Crown American's mall portfolio was acquired by PREIT in 2003. In 2009, U.S. News & World Report named the mall one of the 10 most endangered in the United States, calling it a "sleepy mall a perennial underperformer". As of 2009, the mall had an occupancy rate of 62 percent and sales of $234 per square foot. In May 2012, the mall was put up for sale again. An October 2013 report by the Chambersburg Public Opinion confirmed that an unknown party had put a non-refundable deposit on the mall. In November 2013, the mall was officially sold to Mason Asset Management for $8.8 million. PREIT expected the net proceeds from the sale to be $8.4 million.

Sears closed at the mall in January 2015 and was replaced by Black Rose Antiques & Collectibles (known as Black Rose), an antique mall which also operates in Hanover, Pennsylvania and Allentown, Pennsylvania. JCPenney closed in mid July 2015 and in late August 2018, The Bon-Ton closed as a result of the entire chain filing for bankruptcy. Both the JCPenney and Bon-Ton spaces remain vacant. On January 18, 2019, Burlington closed at the mall leaving Black Rose Antiques & Collectables as the only anchor left.

Chambersburg Mall had as many as 75 stores at its peak in the 1990s and early 2000s. Throughout the 2000s, the number of stores and services dwindled down to approximately 30, including anchor store Black Rose Antiques & Collectibles and an AMC Classic movie theater. This was due to competition from newer shopping centers in the area, as well as other factors, including online shopping. Shortly before the mall's closure, there was only 1 retailer store left in operation: an art gallery which was open occasionally on weekends. This has since closed or moved elsewhere. AMC Theaters closed at the end of the day on April 16, 2023.

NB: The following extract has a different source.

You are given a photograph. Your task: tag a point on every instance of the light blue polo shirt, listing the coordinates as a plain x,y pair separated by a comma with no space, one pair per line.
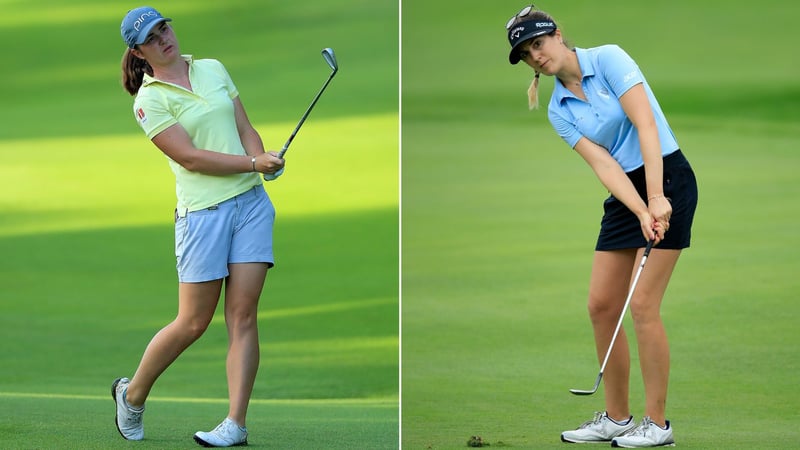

On June 8, 2023, Black Rose, the last anchor located at the mall, announced that they would be closing on June 30, 2023, marking an end to Chambersburg Mall. In the days leading to the closure of the mall, the owners of the property had considered re-developing it, but this was ultimately scrapped. The mall was officially closed on June 30, 2023. Since closing, the mall has not been sold for redevelopment due to a reported $20 million price tag, and numerous people have been charged with trespassing for attempting to enter the mall.